SMC Networks Debuts Line of Switches
TigerStack II 1000 stackable managed Layer 3 switches address growth of advanced networks.
SMC Networks, a provider of networking solutions for the SMB market, has launched its line of TigerStack II 1000 stackable, managed Layer 3 switches. The switches are designed to improve the performance of workgroup network.
The TigerStack II 1000 switches (SMC8926EM and SMC8950EM) deliver wire-speed Gigabit performance over 24 or 48 10/100/1000 BASE-T ports, and they feature two 10-G module slots to enable XFP 10G connections to the core of a network.
Leveraging 50 Gbps of High Gigabit stacking, the new switches provide connectivity to 200 high-speed nodes in any network managed under a single hardware stack. With up to four TigerStack II 1000 switches stacked together, the 89-Series switches provide up to 192 Gigabit ports and can deliver a switching capacity of up to 186 Gbps
According to SMC, the feature set of the TigerStack II 1000 switches were designed to provide performance and functionality as well as to protect hardware and network operation. “Support for both IPv4 and IPv6 management options provide future-proof flexibility and maintainability,” says the company, “and a redundant power option protects the network against primary power failure.”
“These new high-performance switches will be of particular interest to businesses that need to take their workgroup network infrastructures to the next level,” says Iain Kenney, director of product marketing at SMC Networks. “From both physical size and performance requirement standpoints, the TigerStack II 1000 switches will support growth well into the future.”

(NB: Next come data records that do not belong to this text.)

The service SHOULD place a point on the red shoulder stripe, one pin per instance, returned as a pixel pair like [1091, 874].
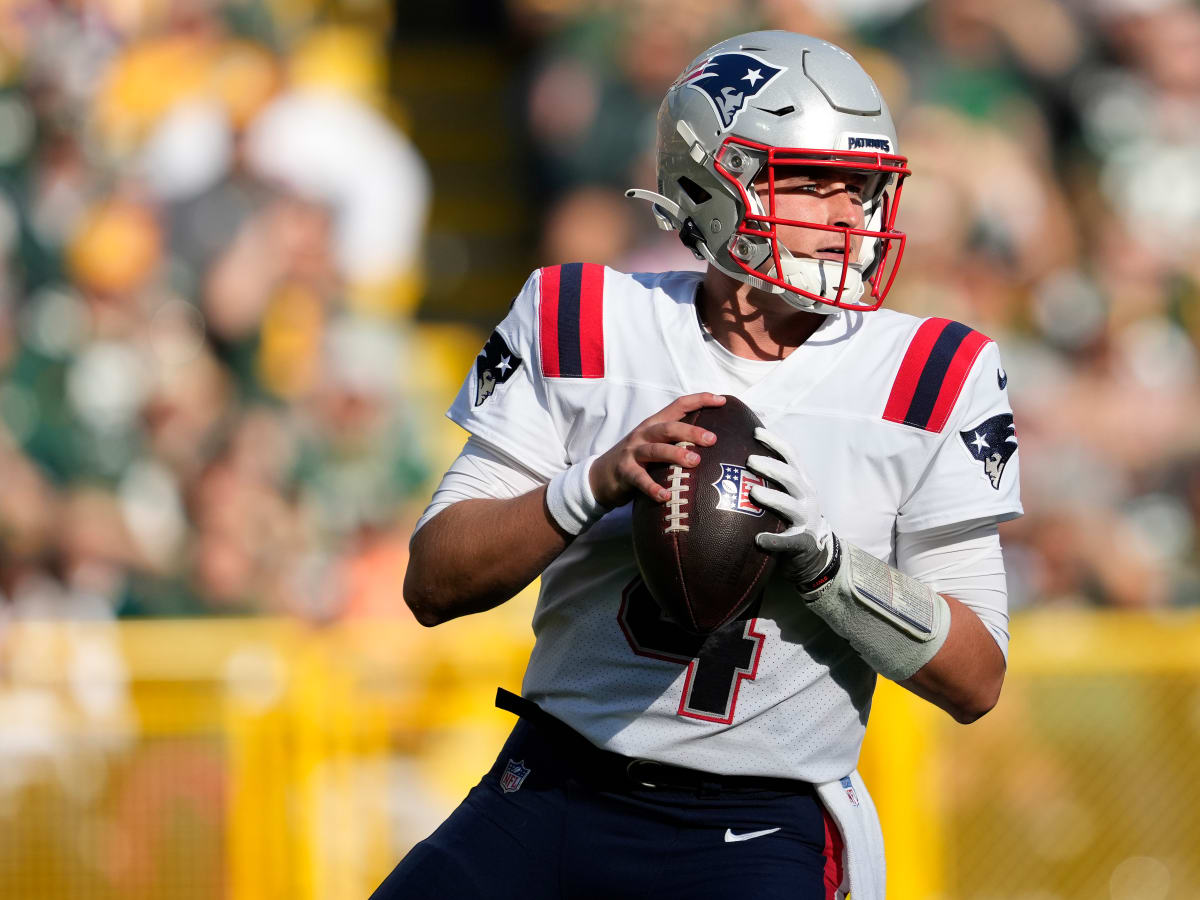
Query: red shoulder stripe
[915, 359]
[955, 377]
[933, 372]
[571, 319]
[592, 322]
[549, 321]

Keith Alexis, vice president of sales and marketing for SMC says the 89-Series switches represents “the start of an SMC evolution in both product solutions and image.” He adds, “we’ve added the ability to reduce cable management issues when attempting to link switches over longer distances in datacenters and other such environments by making available a 300 meter stacking cable with no latency degradation.”